Magnetic-free terahertz nonreciprocity via temporal dissipative barriers

TL;DR

This paper introduces a magnetic-free method for achieving terahertz nonreciprocity using a temporal dissipative barrier, enabling miniaturized, integrated, and broadband nonreciprocal devices with high isolation efficiency.

Contribution

It proposes a novel approach utilizing transient loss variation for THz nonreciprocity, avoiding magnetic materials and enabling compact device design.

Findings

Achieved over 20 dB isolation in experiments across 0.4 THz bandwidth.

Theoretical peak isolation exceeds 60 dB, with experimental over 30 dB at 0.7 THz.
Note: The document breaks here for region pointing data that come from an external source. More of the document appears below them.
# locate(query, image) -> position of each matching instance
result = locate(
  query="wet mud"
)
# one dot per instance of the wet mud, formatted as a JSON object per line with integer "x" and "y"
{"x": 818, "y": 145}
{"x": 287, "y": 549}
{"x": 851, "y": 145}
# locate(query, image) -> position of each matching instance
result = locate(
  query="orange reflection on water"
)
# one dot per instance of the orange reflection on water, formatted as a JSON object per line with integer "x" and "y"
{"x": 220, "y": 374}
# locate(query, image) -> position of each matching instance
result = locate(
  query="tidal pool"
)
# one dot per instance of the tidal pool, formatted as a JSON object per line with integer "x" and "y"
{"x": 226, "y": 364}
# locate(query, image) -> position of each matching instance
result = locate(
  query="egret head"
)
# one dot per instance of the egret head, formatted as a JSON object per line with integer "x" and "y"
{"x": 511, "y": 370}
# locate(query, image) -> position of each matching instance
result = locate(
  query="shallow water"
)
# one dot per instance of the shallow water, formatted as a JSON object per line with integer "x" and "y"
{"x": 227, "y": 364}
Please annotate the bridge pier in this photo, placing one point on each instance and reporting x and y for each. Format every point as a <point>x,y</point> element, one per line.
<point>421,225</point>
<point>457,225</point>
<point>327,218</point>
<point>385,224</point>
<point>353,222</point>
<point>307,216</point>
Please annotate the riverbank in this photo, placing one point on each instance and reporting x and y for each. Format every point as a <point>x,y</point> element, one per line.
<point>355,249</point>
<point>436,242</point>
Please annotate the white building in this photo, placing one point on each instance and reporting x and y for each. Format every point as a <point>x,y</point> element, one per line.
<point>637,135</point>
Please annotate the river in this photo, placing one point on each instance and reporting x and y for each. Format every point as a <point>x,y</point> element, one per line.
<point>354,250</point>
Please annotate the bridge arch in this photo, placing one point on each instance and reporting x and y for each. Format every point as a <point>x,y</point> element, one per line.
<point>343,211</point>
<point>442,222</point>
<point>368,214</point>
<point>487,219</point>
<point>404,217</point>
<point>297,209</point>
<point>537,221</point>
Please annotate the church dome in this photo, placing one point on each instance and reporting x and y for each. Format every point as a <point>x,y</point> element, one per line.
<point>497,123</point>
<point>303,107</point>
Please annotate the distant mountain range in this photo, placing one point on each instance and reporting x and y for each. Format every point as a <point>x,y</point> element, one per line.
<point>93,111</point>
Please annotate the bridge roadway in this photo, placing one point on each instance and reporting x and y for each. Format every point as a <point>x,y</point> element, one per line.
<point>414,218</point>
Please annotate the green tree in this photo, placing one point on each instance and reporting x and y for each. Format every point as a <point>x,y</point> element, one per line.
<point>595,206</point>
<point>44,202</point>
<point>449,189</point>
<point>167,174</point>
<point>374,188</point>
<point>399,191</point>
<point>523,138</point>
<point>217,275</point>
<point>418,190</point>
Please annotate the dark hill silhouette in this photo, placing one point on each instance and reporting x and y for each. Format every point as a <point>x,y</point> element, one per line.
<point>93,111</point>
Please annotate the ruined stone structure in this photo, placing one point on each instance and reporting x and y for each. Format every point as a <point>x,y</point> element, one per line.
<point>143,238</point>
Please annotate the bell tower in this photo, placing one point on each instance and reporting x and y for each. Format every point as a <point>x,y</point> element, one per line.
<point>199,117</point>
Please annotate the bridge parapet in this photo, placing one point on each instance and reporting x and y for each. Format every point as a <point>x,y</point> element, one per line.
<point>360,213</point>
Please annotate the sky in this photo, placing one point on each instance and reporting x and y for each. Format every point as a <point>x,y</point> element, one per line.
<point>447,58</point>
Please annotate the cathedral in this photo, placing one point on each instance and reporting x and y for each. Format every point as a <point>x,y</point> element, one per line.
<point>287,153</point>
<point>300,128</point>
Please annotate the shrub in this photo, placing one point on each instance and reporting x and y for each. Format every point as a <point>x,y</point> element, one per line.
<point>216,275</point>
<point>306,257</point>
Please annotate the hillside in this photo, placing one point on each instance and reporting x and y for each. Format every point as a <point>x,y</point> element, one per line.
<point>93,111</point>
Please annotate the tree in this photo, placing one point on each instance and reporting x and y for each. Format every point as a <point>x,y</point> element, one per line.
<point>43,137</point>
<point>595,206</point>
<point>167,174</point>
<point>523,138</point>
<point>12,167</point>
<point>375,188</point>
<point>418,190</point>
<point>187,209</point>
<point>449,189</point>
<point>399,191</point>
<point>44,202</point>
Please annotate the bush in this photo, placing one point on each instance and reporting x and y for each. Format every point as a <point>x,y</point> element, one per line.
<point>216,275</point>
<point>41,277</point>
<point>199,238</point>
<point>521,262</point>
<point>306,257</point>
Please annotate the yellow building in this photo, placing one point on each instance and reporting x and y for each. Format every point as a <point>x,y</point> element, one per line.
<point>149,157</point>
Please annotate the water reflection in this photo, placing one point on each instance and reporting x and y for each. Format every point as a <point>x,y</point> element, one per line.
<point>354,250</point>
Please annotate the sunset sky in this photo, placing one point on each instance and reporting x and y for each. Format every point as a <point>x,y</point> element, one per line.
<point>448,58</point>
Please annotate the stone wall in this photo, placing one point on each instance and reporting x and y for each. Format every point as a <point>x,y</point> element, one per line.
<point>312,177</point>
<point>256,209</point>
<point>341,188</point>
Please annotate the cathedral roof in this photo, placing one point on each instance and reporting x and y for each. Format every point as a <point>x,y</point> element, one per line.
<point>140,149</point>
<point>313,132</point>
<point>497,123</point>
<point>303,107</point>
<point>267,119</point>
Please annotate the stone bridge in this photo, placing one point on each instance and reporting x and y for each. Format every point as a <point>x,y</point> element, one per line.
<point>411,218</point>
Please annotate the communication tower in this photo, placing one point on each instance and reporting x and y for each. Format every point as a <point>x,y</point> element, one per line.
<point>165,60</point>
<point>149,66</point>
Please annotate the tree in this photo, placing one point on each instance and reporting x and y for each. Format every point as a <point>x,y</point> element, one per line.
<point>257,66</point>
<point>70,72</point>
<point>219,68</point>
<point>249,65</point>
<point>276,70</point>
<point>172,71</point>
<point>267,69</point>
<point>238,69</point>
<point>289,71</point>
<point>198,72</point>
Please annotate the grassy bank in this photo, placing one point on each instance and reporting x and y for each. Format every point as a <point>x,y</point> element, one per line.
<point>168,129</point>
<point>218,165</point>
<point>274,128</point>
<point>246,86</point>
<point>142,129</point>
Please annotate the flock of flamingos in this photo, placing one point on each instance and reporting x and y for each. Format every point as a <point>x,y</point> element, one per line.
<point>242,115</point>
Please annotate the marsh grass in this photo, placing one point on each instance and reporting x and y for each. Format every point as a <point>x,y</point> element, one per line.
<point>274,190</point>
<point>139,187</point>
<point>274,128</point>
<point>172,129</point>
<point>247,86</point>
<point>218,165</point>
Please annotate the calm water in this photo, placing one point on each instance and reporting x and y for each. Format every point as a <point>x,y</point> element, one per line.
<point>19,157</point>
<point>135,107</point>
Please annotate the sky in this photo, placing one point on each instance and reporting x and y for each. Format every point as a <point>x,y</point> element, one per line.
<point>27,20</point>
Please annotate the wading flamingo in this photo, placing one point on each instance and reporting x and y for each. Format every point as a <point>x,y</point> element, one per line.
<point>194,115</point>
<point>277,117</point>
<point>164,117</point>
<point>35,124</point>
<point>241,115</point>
Demonstrated potential for miniaturized, integrated THz nonreciprocal devices.

Abstract

Terahertz (THz) nonreciprocal devices are essential for advancing future fundamental science, wireless communications, imaging, and sensing. Current THz nonreciprocal devices mostly rely on magnetic materials, which, however, suffer from large volume, operation under an external magnetic field, and low-temperature environment, rendering them poorly compatible with miniaturized developments. Here,we propose an unconventional method for achieving THz nonreciprocity free from magnetic materials. The scheme relies on a temporal dissipative barrier, a transient loss variation generated by photoexcited carriers, and the nonreciprocity arises from the distinct coupling behavior for different polarizations with the barrier. The isolation efficiency correlates with the temporal barrier width, resonant mode detuning, and the working frequency, and has been significantly enhanced by introducing a dark mode. We experimentally confirm our method in a THz optically active metasurface with wave-flow isolation exceeding 20 dB across a bandwidth greater than 0.4 THz. Theoretical predictions indicate peak isolation surpassing 60 dB, with experimental results achieving over 30 dB at 0.7 THz. Our approach unlocks the potential of miniaturized, integrated, magnetic-free THz nonreciprocal devices for various applications.